The researchers at MIT are continually working on advances in robotics, and they are now showing off a new robot that combines vision and touch to teach itself to play the game of Jenga. Jenga is a game that has a series of stacked wooden blocks in layers. The goal is to push the blocks out of the tower without making the tower collapse.
MIT’s robot has a soft-pronged gripper, a force-sensing wrist cuff, and an external camera that allow the robot to see and feel the tower and the individual blocks in the tower. The bot can push gently against a block as the visual and tactile feedback is assessed from the camera and the cuff. Those forces are compared to measurements taken previously.

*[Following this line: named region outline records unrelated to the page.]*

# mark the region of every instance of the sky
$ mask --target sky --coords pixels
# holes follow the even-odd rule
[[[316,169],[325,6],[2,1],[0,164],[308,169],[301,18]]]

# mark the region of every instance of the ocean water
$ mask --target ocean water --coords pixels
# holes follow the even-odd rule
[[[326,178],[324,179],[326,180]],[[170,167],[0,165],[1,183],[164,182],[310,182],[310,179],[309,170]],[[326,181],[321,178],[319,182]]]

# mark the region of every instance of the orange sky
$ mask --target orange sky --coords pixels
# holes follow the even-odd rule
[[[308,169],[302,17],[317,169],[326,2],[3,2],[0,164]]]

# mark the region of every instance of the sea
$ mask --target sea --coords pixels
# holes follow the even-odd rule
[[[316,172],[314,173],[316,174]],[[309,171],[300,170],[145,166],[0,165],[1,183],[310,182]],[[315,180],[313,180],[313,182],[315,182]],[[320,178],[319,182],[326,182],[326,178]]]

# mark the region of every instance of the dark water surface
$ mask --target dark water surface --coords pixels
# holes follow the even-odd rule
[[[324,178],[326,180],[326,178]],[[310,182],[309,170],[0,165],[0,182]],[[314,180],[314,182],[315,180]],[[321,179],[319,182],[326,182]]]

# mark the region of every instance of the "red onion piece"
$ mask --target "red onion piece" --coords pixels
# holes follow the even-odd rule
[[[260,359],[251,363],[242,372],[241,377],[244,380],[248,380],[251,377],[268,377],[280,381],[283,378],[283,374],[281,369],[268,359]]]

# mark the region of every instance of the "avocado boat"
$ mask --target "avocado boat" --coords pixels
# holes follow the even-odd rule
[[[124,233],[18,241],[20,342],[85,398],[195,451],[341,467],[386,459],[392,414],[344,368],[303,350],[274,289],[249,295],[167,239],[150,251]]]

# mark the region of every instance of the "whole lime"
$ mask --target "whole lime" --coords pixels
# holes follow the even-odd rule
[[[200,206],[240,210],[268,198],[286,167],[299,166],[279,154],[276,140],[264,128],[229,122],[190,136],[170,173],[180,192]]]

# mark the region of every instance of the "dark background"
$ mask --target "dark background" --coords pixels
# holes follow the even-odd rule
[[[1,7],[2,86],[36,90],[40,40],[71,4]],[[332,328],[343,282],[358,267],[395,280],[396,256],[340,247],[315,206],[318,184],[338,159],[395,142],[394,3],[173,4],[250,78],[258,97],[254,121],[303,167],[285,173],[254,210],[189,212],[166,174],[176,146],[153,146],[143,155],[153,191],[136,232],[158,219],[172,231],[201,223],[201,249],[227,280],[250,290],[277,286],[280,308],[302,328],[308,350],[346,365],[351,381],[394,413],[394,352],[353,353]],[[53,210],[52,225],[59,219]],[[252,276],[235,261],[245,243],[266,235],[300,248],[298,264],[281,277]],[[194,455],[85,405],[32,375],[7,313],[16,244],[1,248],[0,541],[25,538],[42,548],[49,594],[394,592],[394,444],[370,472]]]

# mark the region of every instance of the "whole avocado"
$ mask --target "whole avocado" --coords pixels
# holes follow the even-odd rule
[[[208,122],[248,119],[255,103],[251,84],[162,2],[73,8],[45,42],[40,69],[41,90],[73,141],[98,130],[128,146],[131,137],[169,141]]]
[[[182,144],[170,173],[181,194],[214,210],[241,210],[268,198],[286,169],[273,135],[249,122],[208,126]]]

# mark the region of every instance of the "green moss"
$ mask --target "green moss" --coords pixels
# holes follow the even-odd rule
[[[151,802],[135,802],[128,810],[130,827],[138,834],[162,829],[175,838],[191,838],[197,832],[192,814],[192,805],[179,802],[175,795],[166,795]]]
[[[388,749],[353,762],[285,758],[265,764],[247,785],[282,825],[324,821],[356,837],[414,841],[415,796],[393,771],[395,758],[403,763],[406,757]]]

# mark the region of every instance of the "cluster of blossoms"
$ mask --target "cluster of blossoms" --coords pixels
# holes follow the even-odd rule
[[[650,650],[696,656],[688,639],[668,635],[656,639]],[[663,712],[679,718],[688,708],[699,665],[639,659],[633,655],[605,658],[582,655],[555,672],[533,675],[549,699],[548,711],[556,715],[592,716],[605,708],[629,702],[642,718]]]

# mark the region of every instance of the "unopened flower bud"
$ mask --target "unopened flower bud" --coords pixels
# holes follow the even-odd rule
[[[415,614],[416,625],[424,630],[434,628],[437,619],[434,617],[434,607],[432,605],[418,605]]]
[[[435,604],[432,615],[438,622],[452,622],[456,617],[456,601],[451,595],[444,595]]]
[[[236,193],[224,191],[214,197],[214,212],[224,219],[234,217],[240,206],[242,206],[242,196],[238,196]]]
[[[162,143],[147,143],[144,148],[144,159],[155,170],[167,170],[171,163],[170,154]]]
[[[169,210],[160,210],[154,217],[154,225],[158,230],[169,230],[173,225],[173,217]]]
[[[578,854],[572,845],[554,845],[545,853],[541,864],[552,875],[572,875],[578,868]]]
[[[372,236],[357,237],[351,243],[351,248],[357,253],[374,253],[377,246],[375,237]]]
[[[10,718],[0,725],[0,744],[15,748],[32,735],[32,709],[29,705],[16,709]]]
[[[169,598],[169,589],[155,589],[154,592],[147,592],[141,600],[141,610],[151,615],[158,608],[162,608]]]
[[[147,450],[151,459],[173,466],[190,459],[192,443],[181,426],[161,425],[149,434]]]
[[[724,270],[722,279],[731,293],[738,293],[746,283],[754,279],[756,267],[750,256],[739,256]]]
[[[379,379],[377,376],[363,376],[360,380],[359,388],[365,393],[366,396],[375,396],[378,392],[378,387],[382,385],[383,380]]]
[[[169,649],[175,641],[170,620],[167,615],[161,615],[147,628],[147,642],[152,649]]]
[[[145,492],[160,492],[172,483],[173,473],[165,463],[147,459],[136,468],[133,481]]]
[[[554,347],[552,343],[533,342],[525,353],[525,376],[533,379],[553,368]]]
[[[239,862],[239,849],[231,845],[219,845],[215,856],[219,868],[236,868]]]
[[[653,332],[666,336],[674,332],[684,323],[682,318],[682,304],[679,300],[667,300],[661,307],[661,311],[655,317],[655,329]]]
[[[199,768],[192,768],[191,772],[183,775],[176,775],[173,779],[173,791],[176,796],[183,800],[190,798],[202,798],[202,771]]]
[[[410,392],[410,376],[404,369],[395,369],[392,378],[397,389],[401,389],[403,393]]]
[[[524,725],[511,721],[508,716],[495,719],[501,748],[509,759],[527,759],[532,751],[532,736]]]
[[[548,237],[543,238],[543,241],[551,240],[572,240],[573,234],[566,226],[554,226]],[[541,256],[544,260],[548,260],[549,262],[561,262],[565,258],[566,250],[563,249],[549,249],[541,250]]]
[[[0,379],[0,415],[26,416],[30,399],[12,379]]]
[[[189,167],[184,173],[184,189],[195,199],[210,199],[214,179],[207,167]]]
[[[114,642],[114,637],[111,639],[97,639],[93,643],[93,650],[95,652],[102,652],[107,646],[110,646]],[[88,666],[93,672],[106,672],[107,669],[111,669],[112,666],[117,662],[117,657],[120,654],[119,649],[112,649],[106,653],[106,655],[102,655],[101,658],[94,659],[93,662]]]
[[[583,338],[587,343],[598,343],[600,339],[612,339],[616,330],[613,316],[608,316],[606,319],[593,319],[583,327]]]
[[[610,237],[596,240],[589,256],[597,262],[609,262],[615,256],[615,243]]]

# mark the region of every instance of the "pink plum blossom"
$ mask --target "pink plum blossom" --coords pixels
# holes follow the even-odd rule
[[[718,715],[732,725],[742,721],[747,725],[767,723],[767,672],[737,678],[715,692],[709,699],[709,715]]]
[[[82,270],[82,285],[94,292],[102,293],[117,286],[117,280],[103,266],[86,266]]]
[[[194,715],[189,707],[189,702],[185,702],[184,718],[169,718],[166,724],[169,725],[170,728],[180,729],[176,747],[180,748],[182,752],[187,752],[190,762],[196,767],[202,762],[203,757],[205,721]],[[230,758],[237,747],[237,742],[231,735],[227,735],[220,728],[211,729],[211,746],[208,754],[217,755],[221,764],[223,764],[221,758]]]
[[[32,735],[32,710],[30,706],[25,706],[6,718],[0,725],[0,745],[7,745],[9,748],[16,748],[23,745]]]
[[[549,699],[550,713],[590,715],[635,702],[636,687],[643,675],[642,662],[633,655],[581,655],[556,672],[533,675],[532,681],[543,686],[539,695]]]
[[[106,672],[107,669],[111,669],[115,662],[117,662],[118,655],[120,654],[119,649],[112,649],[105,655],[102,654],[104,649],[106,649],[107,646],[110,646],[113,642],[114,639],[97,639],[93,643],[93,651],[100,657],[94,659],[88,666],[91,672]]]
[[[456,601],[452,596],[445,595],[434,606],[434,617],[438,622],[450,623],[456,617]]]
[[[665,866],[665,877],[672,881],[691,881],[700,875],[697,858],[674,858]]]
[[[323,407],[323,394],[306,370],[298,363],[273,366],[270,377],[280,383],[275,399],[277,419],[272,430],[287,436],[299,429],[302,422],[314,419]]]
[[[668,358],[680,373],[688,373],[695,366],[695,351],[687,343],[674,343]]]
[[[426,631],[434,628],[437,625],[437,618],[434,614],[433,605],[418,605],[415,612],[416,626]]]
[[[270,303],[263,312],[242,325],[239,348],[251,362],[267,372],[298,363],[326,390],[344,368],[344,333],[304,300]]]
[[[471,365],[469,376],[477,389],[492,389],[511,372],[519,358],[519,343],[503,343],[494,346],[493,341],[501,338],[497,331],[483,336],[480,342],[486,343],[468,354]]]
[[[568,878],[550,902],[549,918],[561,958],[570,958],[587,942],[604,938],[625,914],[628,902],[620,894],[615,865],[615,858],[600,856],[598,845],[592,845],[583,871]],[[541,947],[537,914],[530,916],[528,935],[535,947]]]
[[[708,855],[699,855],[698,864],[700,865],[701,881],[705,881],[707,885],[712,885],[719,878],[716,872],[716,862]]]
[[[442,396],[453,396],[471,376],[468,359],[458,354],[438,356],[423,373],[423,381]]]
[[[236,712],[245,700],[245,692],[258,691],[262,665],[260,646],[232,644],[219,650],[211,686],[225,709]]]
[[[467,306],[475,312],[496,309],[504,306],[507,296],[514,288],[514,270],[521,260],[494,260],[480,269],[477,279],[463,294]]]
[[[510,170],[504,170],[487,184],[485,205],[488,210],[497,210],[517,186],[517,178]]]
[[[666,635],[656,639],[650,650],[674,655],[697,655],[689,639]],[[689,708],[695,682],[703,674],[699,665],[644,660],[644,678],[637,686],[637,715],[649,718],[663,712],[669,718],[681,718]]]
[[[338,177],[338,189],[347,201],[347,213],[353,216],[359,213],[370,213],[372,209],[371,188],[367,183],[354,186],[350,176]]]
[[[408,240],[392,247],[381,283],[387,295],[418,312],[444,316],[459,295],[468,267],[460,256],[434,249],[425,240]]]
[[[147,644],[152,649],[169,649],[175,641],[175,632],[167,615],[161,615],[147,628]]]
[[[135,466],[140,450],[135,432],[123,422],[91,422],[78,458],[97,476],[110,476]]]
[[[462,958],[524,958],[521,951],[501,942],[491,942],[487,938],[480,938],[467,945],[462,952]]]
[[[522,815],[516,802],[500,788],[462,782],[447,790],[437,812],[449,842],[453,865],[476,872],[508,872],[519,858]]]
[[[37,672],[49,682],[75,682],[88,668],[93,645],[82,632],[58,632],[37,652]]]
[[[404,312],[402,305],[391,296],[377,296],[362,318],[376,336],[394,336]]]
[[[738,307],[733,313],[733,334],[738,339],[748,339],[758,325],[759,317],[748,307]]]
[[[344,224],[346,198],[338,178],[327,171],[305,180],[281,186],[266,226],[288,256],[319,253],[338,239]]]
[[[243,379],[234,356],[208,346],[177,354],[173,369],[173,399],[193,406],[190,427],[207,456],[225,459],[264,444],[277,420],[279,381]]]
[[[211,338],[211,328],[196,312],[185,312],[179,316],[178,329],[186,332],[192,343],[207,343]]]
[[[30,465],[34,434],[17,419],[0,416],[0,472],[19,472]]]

The robot can consider if the block it was pressing on could be removed from the Jenga tower successfully or not. The robot is then able to learn in real-time if the block can be removed from the tower without making the tower collapse. The MIT team says that the demonstration shows something hard to attain before, which is the ability for a robot to quickly learn the best way to perform a task from visual cues and physical interactions.
The tactile learning system developed by MIT can be used for more than playing games. Researchers say that tasks that need careful physical interaction, such as separating recyclable objects from a landfill and assembling consumer products, could be performed with the system. Future robots using this tech could be used to assemble smartphones for instance.
The robotic arm used by MIT for this project is an industry standard ABB IRB 120 unit. For each block that the bot pushes out of the tower, visual and force measurements are recorded and then if the attempt was successful is recorded. The robot was trained using about 300 attempts with similar measurements being grouped in clusters that represent certain block behaviors.